NewslettersOctober 1st, 2019

PG #43: The attention economy

Dan Woods
Dan Woods, General Manager, Business Operations
My River City Sky by Laing Rahner

Image: My River City Sky by Laing Rahner


Did you notice that the distribution model for media has changed A Whole Lot Very Quickly?

Streaming music and on-demand video have changed how we think of such things as ‘an album’ and ‘not watching all six episodes right before bed’. The latest disruptions include Netflix-like subscription models for content that used to be single-serve, like video games and books. A personalised, endless smorgasbord of ways to spend our attention.

But our attention is not endless. And that makes corporate competition for it cutthroat. The CEO of Netflix once said that their biggest competitor is sleep. We know what a lack of sleep does to our own health, but at a societal level, it’s less an individual hardship and more a public health crisis. And this is all less about sleep than it is about informed consent.

In complex systems, whether they’re economic or political, it’s interesting to think how this works for the person designing the system.
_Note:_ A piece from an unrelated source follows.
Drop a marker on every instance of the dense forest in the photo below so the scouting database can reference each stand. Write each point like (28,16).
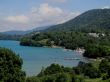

Why is the policy maker pulling that specific policy lever to get that outcome? What economic incentives push a creator to make that specific thing instead of another?

So, I think it’s worth asking the question: what happens when platforms pay content creators based on how well they monetise attention?

This is a system that incentivises long-term stickiness and mechanics to grab attention. Algorithms show preference gaps and providers rush to fill it with an exclusive. Anyone that’s opened Instagram recently has a sense for what this feels like.

Product design often aims to reduce a user’s ‘friction’. This might help a user make decisions (the next episode is playing in five seconds) but when we play that decision out to the level of the system (people are sleeping an hour less) we realise that a little friction can be a good thing.

This isn’t a call to quit Insta, cancel your Netflix subscription, and install blackout blinds. But, as people who influence the design of systems, we should be striving to ensure these systems give people the agency to make decisions that are in their best interests.

That means not misleading people in ways that are exploitative of human psychology and behaviour. It means being upfront about what people are getting out of a system and not hiding information from them where it’s necessary to make a decision.

Thinking about the bigger picture is non-negotiable, whether we’re building entertainment platforms or urban infrastructure policies.